St Thomas’s Hospital was originally established in Southwark, on the east side of Borough High Street. The dedication for the hospital had originally been to St Thomas a Becket, who was buried in Canterbury Cathedral, where he had been slain in December 1170. Many pilgrims gathered in Southwark to make the pilgrimage to Canterbury to see his shrine.
The hospital, along with all other religious foundations (like monasteries and religious institutions), was closed on the orders of Henry VIII at the Dissolution of the Monasteries (1536). IN the case of St Thomas’s Hospital, it was refounded by Henry’s son, Edward VI, in 1551. The dedication was changed to St Thomas the Apostle.
The statue of Edward VI by Peter Scheemakers stood at the hospital on the Southwark site but was taken to the new Lambeth site and can be seen within the hospital itself. The sculptor Peter Scheemakers came from a family of sculptors. Of Flemish origin, both his father and his two sons worked in the profession. He came to London sometime before 1720 and made his reputation with the bust of William Shakespeare in Westminster Abbey in 1740. His statue of Edward VI predates that work.

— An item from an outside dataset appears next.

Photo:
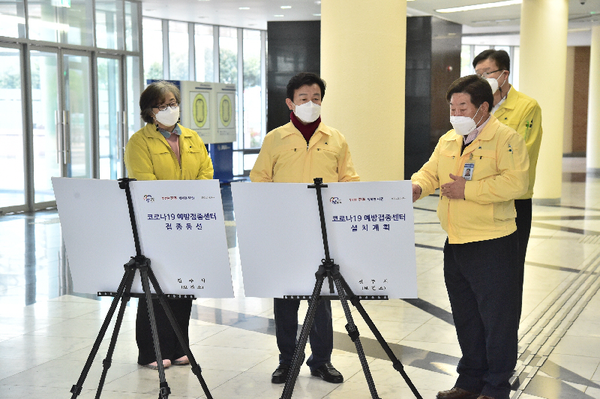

The figure in bronze shows the king in a period dress. The inscription on the plinth records that the cost of the sculpture was met by Charles Toye Esq, Treasurer of the hospital. The sculpture was designated a Grade II* listed structure in 1979.
There are, in fact, two statues of Edward VI on the hospital site at Lambeth. The other one is in the open air and was made in Purbeck limestone by Thomas Cartwright in 1682. It was designed by Nathaniel Hanwell. This figure formed the centrepiece of a grouping that stood on the gateway to the hospital from Borough High Street. The king’s statue was originally flanked by carvings of two pairs of disabled figures which have, since 2019, been on display at the Science Museum.